2. What did you step on or bump into? (bonus points will be awarded for breakage)
3. Why did you stop?
That's it. No website or cool graphics necessary, just a nice low-stakes way to start the week with a bang. Here's mine for today:
1. Pocket Full of Kryptonite, Spin Doctors.
2. The ottoman, the baby's play enclosure. No breakage today.
3. Hurt knee on baby play enclosure (it's made of metal), woke up baby.
When you've done your Monday Mosh, post your blog address in the comments below, so we can at least offer sympathy for any broken bones or horrible music choices.
Ready? Go.
posted by boyhowdy |
3:44 PM |
0 comments
Sunday, May 04, 2003
But Can It Play Guitar, Too?
Twice in the last two days, someone has found their way here via a Yahoo search for the keywords computerize traffic sings.

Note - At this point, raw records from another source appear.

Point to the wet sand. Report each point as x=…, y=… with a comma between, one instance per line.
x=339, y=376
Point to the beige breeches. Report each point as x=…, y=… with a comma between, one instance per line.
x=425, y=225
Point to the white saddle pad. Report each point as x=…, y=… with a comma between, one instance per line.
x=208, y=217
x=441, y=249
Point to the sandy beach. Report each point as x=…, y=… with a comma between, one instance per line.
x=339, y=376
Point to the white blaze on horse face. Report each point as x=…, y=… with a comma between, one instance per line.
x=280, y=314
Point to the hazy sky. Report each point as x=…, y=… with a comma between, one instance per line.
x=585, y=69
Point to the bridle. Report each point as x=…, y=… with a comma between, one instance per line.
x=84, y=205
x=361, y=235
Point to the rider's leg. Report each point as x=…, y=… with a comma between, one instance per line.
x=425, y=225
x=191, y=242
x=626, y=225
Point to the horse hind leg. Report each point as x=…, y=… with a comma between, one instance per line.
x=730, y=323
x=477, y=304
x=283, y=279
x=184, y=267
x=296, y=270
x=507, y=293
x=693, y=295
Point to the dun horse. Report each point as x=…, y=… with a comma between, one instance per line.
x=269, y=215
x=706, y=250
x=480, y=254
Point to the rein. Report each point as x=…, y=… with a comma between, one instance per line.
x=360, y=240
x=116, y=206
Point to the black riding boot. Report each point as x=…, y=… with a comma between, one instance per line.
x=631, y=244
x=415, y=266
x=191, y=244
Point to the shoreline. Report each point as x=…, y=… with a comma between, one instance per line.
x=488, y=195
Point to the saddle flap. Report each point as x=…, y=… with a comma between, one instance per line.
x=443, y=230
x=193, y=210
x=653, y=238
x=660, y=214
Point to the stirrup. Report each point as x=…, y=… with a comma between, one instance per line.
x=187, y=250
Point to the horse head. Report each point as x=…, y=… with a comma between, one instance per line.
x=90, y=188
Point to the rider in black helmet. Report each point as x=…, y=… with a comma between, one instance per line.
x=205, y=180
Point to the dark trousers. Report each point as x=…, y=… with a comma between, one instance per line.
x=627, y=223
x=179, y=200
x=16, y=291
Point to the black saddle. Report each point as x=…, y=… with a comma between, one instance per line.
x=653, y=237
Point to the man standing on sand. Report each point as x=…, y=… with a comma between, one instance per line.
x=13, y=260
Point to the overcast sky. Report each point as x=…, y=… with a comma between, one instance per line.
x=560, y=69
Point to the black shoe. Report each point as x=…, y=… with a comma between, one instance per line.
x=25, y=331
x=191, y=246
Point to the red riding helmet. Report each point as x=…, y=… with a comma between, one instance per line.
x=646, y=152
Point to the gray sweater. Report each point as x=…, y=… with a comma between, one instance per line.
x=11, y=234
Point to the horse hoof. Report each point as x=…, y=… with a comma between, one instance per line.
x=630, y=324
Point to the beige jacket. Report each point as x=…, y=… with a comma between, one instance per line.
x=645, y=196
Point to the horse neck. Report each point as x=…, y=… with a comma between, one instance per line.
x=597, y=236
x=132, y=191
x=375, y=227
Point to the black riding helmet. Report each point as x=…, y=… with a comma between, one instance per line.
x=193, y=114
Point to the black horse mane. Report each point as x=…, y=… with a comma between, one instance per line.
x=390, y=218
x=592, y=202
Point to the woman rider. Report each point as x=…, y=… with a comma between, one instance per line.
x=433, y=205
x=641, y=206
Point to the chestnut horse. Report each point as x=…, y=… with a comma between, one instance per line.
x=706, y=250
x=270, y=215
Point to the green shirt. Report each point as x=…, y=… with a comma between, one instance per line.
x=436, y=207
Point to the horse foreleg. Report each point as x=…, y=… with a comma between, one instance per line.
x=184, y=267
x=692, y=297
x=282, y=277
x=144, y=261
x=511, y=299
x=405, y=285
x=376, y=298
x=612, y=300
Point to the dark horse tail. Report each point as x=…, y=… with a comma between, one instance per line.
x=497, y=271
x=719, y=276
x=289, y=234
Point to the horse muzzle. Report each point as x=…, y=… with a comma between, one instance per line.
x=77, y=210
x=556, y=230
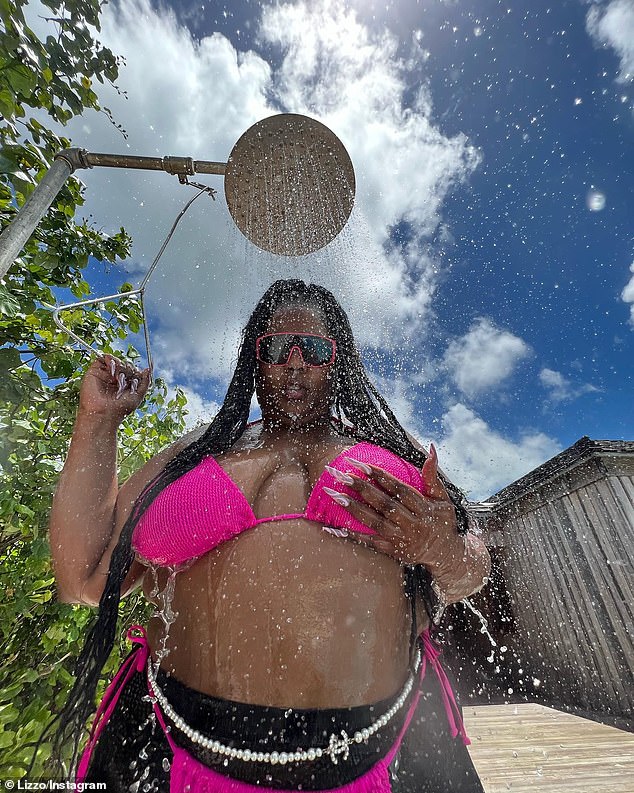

Surely a typo -- it's easy to imagine someone searching for computerized traffic signs, after all, although the word "computerize" is a bit unusual -- but heck, if I could harness the world's search engines to make poetry from this sort of stuff...well, according to a recent opinion piece in Newsweek proclaiming poetry dead I'd still be broke, but I might be even happier than I am right now, remembering the soft sigh of traffic singing in the distance through the open apartment window on a hot Somerville summer night.
I love rural life, and maybe everybody loves the sound of a train in the distance, but every once in a while, I miss the traffic singing.
posted by boyhowdy |
11:29 PM |
0 comments
No More Munchies
Anti-drug protesters pelted pro-marijuana protesters with eggs and tomatoes at Budapest's first pro-drug rally and rock concert earlier today; although the food-throwing caused the rally to end early, low-blood-pressure stoners thankful for the Western omelets.
posted by boyhowdy |
10:55 PM |
0 comments
Old Man Down

NH landmark Old Man of the Mountain before and after the fall.
Living less than ten miles from the NH border, one sees the familiar outline everywhere. On road signs and license plates, postcards and flags since as long as anyone can remember, his rocky visage has been a useful symbol for the fierce, craggy independent spirit which gave rise to a state willing to actually use "Live Free or Die" as their motto.
And then yesterday, Franconia Notch park rangers looked up after several days of fog to see a crumbled rockface where once the proud lines and beaked nose of the Old Man of the Mountain once stood.
The Old Man will surely live on for a while through its ubiquitous iconography. ''The Great Stone Face'' immortalized by Nathaniel Hawthorne was surely not an unknown quanitity. But unlike the images on other state quarters -- like the Massachusetts Minuteman, or Helen Keller on the back of the Alabama Quarter -- the Old Man was not taught in history books, and an icon with no referent cannot last forever. New Hampshire will probably keep his image around for a while out of loyalty and rememberance, but one day something new will arise, and people will be ready to move on. Road signs will wear out and get replaced; license plates, too. Imagine if Old Faithful stopped spouting one day: how long until it faded from the cultural memory -- ten, twenty years? One day, the NH quarter will go out of circulation, and the Old Man of the Mountain will become but a historical footnote, a once-proud national landmark.
We'll miss you, old man. Somehow, The Old Pile of Rocks of the Mountain doesn't have the same ring to it.